I applied online in response to a pop up; I think I supplied only name, email address & telephone number - not really very much; probably not my highly informative LinkedIn profile...
What seemed like a few weeks later (maybe it was only a few days), I got a telephone call from a young woman saying they had looked at my application and wanted to schedule an interview. Unfortunately she was not very forthcoming with answers to my questions about what the job was about, and I could not get a telephone number in case I had to cancel the hastily scheduled interview. She did answer that I would be interviewing with two persons, and though I probed carefully, she actually misspelled the name of the person who was not present for my interview. When I pressed for a telephone number she carefully repeated the exact same words indicating everything I needed would be in the email I would receive. When I happened to look over into my InBox, I saw that the email had indeed arrived while I was still on the phone with her, but there was no telephone number. I figured she was a short-termed employee under intense pressure to follow a script. I was trapped, I either had to put on my suit or be a no show. Luckily, I had a clean shirt, and no schedule conflict! She had told me to bring a resume, so I tweaked on that hit the highpoints of my exemplary customer service track record.

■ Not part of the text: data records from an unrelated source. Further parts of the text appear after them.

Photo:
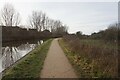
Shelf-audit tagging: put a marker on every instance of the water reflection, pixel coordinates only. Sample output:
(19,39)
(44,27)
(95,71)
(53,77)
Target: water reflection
(13,52)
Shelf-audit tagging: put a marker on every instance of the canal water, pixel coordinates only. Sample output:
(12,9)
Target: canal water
(13,51)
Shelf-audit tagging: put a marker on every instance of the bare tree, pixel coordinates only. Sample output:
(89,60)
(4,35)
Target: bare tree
(17,19)
(9,16)
(35,20)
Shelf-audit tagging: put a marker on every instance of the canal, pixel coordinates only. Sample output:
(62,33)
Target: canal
(13,51)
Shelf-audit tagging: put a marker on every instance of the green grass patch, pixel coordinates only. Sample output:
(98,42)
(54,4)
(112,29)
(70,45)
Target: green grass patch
(30,66)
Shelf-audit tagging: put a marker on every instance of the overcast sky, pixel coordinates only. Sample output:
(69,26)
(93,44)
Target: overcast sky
(84,16)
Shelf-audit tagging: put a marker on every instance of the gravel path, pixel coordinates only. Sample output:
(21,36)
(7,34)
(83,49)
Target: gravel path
(56,64)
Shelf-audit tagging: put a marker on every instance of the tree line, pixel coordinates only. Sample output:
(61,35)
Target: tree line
(37,20)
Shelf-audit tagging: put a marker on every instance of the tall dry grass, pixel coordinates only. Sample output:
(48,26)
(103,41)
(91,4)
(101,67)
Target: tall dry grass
(96,58)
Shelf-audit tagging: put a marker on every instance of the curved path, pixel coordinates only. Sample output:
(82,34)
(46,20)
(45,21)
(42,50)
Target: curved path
(56,64)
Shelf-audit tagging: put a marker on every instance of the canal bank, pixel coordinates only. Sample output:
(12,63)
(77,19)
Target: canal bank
(29,66)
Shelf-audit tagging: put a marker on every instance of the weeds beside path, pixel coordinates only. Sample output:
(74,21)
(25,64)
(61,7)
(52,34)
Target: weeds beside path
(56,64)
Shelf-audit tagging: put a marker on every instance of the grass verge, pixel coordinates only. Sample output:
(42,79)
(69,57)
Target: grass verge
(91,59)
(30,66)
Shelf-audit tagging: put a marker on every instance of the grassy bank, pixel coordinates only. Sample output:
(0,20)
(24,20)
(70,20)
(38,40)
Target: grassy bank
(30,66)
(91,58)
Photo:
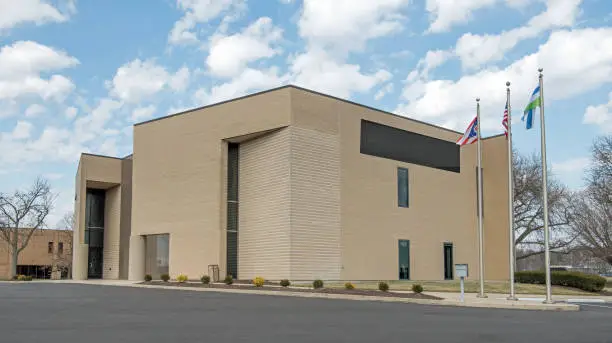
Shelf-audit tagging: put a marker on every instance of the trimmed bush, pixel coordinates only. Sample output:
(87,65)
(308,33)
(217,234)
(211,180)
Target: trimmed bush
(258,281)
(383,286)
(586,282)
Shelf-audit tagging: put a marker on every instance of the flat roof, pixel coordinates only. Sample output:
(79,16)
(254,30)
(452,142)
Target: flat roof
(304,90)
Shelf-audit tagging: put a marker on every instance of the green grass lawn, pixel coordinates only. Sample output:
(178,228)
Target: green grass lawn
(471,286)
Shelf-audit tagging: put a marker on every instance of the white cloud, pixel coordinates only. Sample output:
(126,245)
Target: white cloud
(14,13)
(34,110)
(139,80)
(600,115)
(198,11)
(250,80)
(576,61)
(71,112)
(180,80)
(89,127)
(446,13)
(22,130)
(22,64)
(574,165)
(141,113)
(108,147)
(53,176)
(384,91)
(348,24)
(316,70)
(229,55)
(475,50)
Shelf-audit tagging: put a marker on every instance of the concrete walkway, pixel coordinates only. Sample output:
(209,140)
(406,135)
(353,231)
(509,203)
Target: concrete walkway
(525,302)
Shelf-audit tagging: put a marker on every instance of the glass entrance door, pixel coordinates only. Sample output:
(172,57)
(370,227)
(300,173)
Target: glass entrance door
(404,259)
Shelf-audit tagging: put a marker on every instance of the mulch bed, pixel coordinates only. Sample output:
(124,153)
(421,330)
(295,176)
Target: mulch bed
(362,292)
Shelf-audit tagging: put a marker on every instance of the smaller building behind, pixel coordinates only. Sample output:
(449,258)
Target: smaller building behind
(47,256)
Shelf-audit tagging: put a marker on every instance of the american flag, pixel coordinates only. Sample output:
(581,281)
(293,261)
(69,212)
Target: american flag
(471,133)
(505,120)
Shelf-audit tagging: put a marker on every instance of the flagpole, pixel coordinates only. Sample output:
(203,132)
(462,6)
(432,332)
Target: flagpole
(512,295)
(480,231)
(545,191)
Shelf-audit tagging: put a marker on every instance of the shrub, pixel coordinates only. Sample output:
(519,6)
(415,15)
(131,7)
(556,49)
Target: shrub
(259,281)
(586,282)
(383,286)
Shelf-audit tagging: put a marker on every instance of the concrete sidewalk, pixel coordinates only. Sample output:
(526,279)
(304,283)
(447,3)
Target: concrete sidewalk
(449,299)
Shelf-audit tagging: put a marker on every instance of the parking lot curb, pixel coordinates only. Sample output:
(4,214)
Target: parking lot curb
(509,305)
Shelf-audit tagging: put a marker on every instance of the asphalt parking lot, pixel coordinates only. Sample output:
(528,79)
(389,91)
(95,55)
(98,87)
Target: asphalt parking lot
(33,312)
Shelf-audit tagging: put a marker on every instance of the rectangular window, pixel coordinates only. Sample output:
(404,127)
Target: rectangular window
(478,194)
(448,261)
(400,145)
(404,259)
(157,253)
(402,187)
(233,160)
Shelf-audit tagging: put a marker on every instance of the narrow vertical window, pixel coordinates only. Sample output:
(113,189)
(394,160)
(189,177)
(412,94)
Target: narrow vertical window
(402,187)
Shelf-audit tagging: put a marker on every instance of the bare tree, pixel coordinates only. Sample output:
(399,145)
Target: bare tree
(62,262)
(529,212)
(21,214)
(594,217)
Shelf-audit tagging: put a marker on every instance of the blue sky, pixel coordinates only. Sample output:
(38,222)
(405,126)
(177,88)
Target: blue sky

I enjoyed meeting the young woman who had called; that ring on her left hand sure seems to have a lot of caratweight; maybe she's married to one of the principals of the organization! She gave me a clipboard and told me to fill out both sides.

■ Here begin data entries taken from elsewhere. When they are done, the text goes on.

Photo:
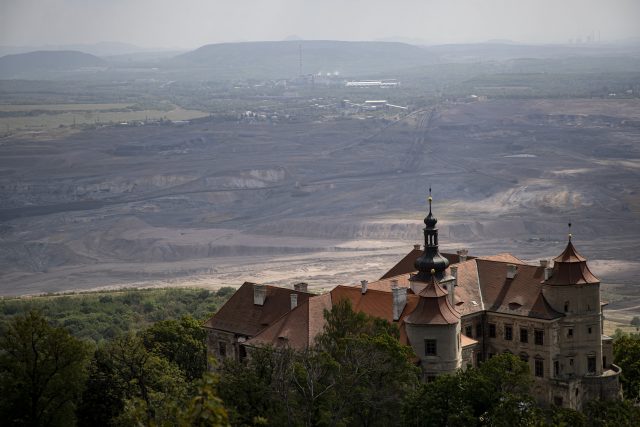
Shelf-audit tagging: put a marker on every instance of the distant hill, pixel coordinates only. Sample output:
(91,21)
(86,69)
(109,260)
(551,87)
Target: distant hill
(24,65)
(281,58)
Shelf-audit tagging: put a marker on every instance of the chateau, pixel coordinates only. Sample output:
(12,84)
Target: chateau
(455,311)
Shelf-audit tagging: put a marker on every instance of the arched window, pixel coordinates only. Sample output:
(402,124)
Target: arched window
(538,368)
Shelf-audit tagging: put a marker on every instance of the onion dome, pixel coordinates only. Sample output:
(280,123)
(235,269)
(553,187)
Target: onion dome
(430,260)
(570,268)
(434,307)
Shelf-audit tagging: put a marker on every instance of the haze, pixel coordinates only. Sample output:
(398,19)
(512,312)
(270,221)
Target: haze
(192,23)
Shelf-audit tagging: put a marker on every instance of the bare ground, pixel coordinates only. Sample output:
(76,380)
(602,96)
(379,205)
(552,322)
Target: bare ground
(328,202)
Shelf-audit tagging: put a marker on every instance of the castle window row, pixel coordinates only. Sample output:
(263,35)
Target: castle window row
(538,334)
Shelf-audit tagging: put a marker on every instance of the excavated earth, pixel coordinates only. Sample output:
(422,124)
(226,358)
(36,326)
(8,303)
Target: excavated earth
(330,201)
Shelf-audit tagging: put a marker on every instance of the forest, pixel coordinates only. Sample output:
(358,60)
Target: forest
(61,365)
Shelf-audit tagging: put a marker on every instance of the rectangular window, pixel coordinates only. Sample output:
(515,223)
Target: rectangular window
(430,348)
(222,348)
(539,336)
(492,330)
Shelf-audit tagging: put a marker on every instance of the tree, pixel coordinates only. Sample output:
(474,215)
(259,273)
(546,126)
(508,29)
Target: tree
(42,372)
(373,370)
(626,354)
(206,408)
(103,397)
(612,413)
(250,389)
(496,393)
(154,388)
(180,342)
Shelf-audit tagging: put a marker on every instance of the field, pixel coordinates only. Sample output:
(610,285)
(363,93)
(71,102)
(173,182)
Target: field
(99,316)
(327,201)
(15,118)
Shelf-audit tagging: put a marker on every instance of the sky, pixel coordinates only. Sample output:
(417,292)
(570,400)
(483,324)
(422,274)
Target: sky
(193,23)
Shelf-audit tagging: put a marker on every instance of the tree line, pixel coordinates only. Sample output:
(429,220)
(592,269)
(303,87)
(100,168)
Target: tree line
(357,373)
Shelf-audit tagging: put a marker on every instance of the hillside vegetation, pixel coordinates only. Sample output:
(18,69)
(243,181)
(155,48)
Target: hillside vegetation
(97,316)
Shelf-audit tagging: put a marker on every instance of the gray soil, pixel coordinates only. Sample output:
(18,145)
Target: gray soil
(329,202)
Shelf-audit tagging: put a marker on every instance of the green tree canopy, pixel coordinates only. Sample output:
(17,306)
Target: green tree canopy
(496,393)
(42,372)
(180,342)
(626,354)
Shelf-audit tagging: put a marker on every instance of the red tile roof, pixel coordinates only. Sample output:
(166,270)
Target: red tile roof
(299,327)
(375,303)
(242,317)
(433,308)
(570,268)
(405,265)
(521,295)
(569,255)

The young man who interviewed me had lightly examined my resume, and told me right away that he figured I might have heard before that I was highly overqualified for the job. I have used this company's product(s) for decades, and have a good respect for those products. I enjoyed talking with the interviewer, and would love to get to have a chance over coffee or lunch to get to know a whole lot more about him. He had to halt our interview to meet his commitment to others who had been summoned to a kind of audition. He had the young woman provide me with some kind of order form that included the company telephone number. If I actually had time, I might want to volunteer an hour and a half to sit through their training demo... Maybe I'll find some time next month, and give them a call. I will mark the question "Did you get an offer?" as "No" though there is still an outside possibility that I might get one.